Monday, October 8, 2012
Groupthink
There's an entire, vibrant privacy conference business. There are privacy conferences somewhere in the world every week of the year. Some are commercial, some are taxpayer-funded. Why are they so boring?
Because they take one of the most interesting topics in the world, privacy, and discuss and debate it from an insular perspective, namely, from the perspective of people who are in the privacy "industry." I'm very clearly part of this "industry" too.
The privacy "industry", or "privacy industrial complex", as some wags have dubbed it, consists of privacy professionals at companies, privacy advocates, privacy regulators, privacy consultants, etc. So, conferences tend to be incredibly banal statements about who's more committed to privacy, and begin with stentorian declarations, like "privacy is a fundamental human right, therefore...". Or they consist of a "debate" between two privacy advocates, which is like listening to two members of the National Rifle Association debate the social benefits of gun control. Or they consist of paid-corporate advocates trashing their competitors' privacy record, often without disclosing who is paying them to do so.
The interesting privacy debates, in my opinion, are the debates where privacy is balanced against other fundamental human rights, like freedom of speech, or balanced against other social goals, like encouraging innovation, or tested against other yardsticks, like regulatory cost-benefit analysis. But very little of that occurs at privacy conferences, because virtually no one from outside the privacy "industry" speaks at such events. E.g., rather than hearing privacy-people talk endlessly about the need for more privacy regulation, I'd like to hear from an economist evaluating whether such regulations are effective, or whether their costs exceed their benefits. Rather than hearing privacy-people talk about the need to create a "right to be forgotten", I'd rather hear from a free speech advocate on how such a right would undermine freedom of expression. Rather than hear privacy-people talk about how technology needs to be reined in, and subject to bureaucratic prior approval (in other words, slowed-down), I'd rather hear from people who are committed to building modern and dynamic economies about how (archaic) privacy laws are hampering the creation of innovation-based economies.

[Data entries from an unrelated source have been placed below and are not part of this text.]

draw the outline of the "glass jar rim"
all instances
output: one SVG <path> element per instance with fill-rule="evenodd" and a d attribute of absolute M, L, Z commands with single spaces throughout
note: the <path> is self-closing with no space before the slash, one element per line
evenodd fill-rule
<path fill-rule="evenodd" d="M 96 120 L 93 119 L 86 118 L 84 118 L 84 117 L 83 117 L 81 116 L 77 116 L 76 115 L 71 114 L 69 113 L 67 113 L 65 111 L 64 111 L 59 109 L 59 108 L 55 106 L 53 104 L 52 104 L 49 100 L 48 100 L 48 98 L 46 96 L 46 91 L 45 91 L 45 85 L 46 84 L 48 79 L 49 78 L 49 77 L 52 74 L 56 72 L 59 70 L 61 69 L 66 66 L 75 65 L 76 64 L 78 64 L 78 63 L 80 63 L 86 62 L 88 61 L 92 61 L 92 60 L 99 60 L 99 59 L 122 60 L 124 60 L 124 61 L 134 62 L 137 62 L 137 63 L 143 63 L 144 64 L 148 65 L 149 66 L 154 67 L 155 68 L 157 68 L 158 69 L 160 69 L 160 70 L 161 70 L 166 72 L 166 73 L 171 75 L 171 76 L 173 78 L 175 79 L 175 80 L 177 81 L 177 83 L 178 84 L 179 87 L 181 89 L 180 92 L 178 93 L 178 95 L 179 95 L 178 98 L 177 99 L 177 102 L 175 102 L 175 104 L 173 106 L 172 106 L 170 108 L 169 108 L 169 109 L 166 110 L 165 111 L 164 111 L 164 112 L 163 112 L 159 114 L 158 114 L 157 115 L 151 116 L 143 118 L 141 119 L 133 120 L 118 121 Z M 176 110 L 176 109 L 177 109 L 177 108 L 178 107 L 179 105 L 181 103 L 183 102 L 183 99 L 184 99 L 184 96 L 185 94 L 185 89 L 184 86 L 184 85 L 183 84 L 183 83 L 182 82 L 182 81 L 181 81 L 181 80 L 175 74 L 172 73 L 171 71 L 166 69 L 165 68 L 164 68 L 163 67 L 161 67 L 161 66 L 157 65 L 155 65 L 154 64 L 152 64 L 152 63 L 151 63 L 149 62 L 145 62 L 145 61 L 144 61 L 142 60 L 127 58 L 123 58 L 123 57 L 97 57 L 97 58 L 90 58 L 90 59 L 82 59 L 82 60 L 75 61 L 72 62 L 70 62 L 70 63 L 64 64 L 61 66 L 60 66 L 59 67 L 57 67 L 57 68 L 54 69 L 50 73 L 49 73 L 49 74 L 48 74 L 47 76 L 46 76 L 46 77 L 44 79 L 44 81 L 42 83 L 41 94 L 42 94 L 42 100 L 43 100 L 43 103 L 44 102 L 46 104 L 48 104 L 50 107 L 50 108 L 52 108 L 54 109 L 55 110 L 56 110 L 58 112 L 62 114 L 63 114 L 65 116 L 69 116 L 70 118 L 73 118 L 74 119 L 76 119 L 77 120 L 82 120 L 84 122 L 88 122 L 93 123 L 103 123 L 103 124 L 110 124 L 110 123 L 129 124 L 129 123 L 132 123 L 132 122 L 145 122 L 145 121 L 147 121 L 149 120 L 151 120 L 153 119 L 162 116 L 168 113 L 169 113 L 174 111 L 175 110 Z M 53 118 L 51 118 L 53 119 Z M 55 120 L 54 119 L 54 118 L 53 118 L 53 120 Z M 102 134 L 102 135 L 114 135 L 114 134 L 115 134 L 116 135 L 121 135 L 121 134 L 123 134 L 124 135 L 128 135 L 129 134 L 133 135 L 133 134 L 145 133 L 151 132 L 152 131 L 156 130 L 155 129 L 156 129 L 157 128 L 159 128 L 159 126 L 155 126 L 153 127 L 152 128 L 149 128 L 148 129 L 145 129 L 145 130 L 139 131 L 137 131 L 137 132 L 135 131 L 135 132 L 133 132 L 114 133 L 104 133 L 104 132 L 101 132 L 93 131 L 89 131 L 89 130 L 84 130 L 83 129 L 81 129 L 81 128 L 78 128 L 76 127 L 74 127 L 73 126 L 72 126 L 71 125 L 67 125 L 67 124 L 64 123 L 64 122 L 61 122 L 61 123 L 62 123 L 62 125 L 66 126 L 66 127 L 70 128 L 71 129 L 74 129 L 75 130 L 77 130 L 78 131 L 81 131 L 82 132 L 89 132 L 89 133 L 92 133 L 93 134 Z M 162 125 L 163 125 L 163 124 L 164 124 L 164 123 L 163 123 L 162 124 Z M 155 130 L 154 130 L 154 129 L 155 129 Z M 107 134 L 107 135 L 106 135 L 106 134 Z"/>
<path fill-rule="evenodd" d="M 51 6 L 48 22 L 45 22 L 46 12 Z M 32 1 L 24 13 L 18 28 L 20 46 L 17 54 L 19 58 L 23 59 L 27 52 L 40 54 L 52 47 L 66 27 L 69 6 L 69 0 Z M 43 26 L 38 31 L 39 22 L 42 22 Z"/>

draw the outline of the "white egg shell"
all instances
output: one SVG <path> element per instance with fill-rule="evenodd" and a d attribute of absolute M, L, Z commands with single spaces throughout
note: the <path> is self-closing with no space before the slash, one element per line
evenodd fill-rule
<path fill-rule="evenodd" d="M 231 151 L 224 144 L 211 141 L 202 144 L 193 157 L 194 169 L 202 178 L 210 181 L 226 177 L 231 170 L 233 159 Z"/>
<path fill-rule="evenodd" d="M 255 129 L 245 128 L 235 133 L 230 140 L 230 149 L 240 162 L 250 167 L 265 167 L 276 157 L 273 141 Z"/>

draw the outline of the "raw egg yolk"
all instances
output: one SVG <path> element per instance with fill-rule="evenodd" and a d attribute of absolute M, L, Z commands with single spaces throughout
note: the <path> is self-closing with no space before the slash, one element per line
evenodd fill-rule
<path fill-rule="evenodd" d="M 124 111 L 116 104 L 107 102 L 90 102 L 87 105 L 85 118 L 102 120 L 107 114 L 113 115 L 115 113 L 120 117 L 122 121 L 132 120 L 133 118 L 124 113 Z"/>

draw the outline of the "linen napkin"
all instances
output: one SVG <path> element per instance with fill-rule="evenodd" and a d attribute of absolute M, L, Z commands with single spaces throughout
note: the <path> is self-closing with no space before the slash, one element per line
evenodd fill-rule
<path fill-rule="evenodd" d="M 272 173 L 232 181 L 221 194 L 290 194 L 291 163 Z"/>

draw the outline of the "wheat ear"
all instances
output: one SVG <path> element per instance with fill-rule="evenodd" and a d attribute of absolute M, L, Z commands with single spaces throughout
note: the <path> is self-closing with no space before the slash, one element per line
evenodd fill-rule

But privacy conferences have largely become like any other conclaves of groupthink. At a Vatican conclave, you don't get a serious discussion about the health benefits of promoting the use of condoms. At a Tea Party rally, you don't get a serious discussion about whether government welfare benefits are a guarantor of minimal human decency.
I have pretty much stopped going to most privacy conferences, at least for now. When I go, it's mostly to have a chance to have one-on-one chats with people I'd like to meet or catch-up with. I think privacy is the most interesting topic in the world. But groupthink gatherings don't move the debate forward. If I was at an NRA meeting, I'd advocate for gun control to help reduce the shockingly high murder rates in the US, and I'd probably be run out of the room. There are so many smart people in the privacy profession, why aren't we challenging each other more, to take a small, wild step outside the privacy-industrial-complex, and actually engage more with the real world?
Subscribe to:
Post Comments (Atom)
5 comments:
Broadening the debate would be interesting, as long as we never forget that privacy *is* a fundamental human right, and despite the vested interests of many corporations in obtaining richer doissiers on internet users, that right tends to trump most other considerations. "Balance", therefore, should be primarily in the realm of those limited areas where privacy bumps up against other fundamental human rights, and not compromised for commercial interests.
If there actually is a "privacy industrial complex" it should be discussing its astonishing lack of effectiveness at increasing anyone's privacy or even slowing down the decrease in privacy.
It sounds like the anti-privacy arguments are already well known to you and your colleagues. The important question is why these fallacious arguments have been so successful at convincing the public and their representatives when they all can be summarized as:
"My interests are more important than anyone's privacy".
I revisited this post, noticed the embedded photo, and found it a bit disturbing. I'm not sure its relevance to the discussion, except perhaps to portray privacy advocates as authoritarian or something. But nothing could be further from the truth. I've always said that privacy advocates don't want to tell other people how public or private they can be in their own lives, they just want to preserve the *choices* to retain our privacy in the modern world. But this seems to be at odds with the *data* industrial complex, which wants to make collection of vast troves of highly correlated personal data as frictionless as possible.
Perhaps all the members of the copyright industrial complex should go to the privacy conferences and vice versa! Or, better yet, we should all go to a conference for a completely different industry and report back!
Diversity is the answer - to make things interesting. Get a guy from China or Pakistan or India to discuss privacy. It will get interesting.